Yang menariknya adalah fakta ini juga didukung oleh penelitian yang dilakukan
oleh departemen pendidikan Amerika Serikat melalui Pusat Statistik Pendidikan
Nasional AS th 2013 tentang lama studi mahasiswa strata-1, dimana ditemukan
fakta bahwa :
- Hanya 39% mahasiswa yang lulus dalam waktu 4 tahun (semuanya memiliki kecocokan antara profil kepribadian dengan jurusan kuliahnya), sementara 61% sisanya menyelesaikan studinya dalam waktu lebih dari 4 tahun (derajat kecocokan antara profil kepribadian dengan jurusan kuliahnya sangat beragam)
- 59% mahasiswa menyelesaikan studinya dalam waktu 6 tahun
- 40% mahasiswa terpaksa di-DO (drop out) dari program strata-1 (mayoritas karena ketidakcocokan antara profil kepribadian dengan jurusan kuliahnya).
Namun demikian masalahnya tidak hanya berhenti sampai disini saja. Sebab ketika seorang
mahasiswa memutuskan untuk berganti atau pindah jurusan kuliah, menyelesaikan studi dalam waktu yang lebih lama (dari waktu yang seharusnya atau umumnya), atau bahkan harus mengalami drop
out, ternyata hal itu juga berdampak pada hilangnya kesempatan mereka
untuk memperoleh pendapatan sampai dengan sekira 460 juta rupiah (Allen dan
Robbins dalam Jurnal Konseling Psikologi th 2010).
Lho, koq bisa ? Bagaimana fenomena ini bisa dijelaskan ?

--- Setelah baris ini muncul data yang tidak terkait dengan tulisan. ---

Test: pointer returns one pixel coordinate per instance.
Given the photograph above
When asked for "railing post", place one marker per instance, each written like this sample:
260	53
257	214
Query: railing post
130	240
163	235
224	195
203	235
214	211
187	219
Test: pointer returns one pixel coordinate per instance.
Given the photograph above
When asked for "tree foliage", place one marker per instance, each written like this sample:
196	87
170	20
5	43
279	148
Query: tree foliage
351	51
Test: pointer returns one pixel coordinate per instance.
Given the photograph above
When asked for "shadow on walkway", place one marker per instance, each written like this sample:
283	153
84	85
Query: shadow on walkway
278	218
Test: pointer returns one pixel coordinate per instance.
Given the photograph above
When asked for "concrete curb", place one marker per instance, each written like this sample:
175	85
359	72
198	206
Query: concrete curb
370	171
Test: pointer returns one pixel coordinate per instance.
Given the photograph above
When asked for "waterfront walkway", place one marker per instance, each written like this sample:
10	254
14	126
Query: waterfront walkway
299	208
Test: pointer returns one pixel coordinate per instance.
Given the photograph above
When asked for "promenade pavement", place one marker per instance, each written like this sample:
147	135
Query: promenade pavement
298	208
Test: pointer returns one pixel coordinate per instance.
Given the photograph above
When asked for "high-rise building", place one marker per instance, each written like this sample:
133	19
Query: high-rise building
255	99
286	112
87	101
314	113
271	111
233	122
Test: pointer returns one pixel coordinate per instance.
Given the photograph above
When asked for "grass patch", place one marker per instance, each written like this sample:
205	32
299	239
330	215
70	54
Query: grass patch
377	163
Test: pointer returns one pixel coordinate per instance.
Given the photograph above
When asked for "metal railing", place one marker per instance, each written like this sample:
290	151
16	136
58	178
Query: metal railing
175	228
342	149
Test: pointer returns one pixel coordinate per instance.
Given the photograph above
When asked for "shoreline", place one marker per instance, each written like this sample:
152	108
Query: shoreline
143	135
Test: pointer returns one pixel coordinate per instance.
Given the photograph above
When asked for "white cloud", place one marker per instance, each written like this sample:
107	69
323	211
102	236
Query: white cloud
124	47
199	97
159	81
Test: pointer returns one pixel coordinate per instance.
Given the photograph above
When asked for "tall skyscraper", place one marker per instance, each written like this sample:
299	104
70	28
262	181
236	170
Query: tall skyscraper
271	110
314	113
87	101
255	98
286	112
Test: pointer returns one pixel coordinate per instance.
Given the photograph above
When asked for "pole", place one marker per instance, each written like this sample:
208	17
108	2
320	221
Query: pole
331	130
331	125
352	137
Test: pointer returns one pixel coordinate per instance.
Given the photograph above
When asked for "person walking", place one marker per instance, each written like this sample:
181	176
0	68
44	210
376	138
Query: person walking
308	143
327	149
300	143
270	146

Simple saja. Menurut penelitian tersebut dijelaskan bahwa
mahasiswa yang memilih jurusan kuliah yang sesuai dengan profil kepribadian
mereka maka dalam menjalani proses belajar di bangku kuliah mereka ini cenderung
akan lebih merasa puas (dengan pelajaran/jurusan yang mereka pilih), lebih tertantang
dan termotivasi untuk belajar, dan memiliki semangat yang lebih besar untuk
mendapatkan nilai akademik yang tinggi.
Hal-hal inilah yang kemudian pada gilirannya berdampak langsung
pada kecepatan mereka dalam menyelesaikan pelajarannya di bangku kuliah. Dampak
paling akhir adalah ketika mereka mampu menyelesaikan studi dalam waktu yang
lebih cepat dan dengan nilai akademik yang lebih tinggi, maka potensi mereka
untuk mendapatkan pekerjaan atau karir yang mereka inginkan pasca kelulusan juga
akan menjadi lebih besar.
Jadi, ketika jurusan yang dipilih oleh seorang mahasiswa
itu tidak selaras (atau istilah teknisnya tidak KONGRUEN) dengan profil
kepribadiannya, maka mahasiswa tersebut akan cenderung menghabiskan waktu lebih
banyak untuk “mencocok-cocokkan atau mengepas-ngepaskan” kepribadiannya dengan
tuntutan tugas-tugas kuliah.
Contohnya begini. Bayangkan misalnya ketika seorang
mahasiswa yang profil kepribadiannya sangat ekstravert, dinamis, aktif, senang ngobrol,
dan cepat bosan dengan situasi rutin kemudian harus menjalani tugas-tugas praktikum
didalam laboratorium kimia yang umumnya menuntut kehati-hatian yang ekstra, mengharuskan
untuk cermat sebelum bertindak, memerlukan ketelitian tinggi, dan harus tahan
dalam situasi monoton. Maka dapat diprediksikan mahasiswa tersebut akan
mengalami situasi konflik yang sangat besar dalam dirinya antara menampilkan
profil kepribadian alaminya dengan memaksa dirinya untuk berperilaku mengikuti
tuntutan tugas praktikum tersebut. Bukan hal yang mudah tentunya.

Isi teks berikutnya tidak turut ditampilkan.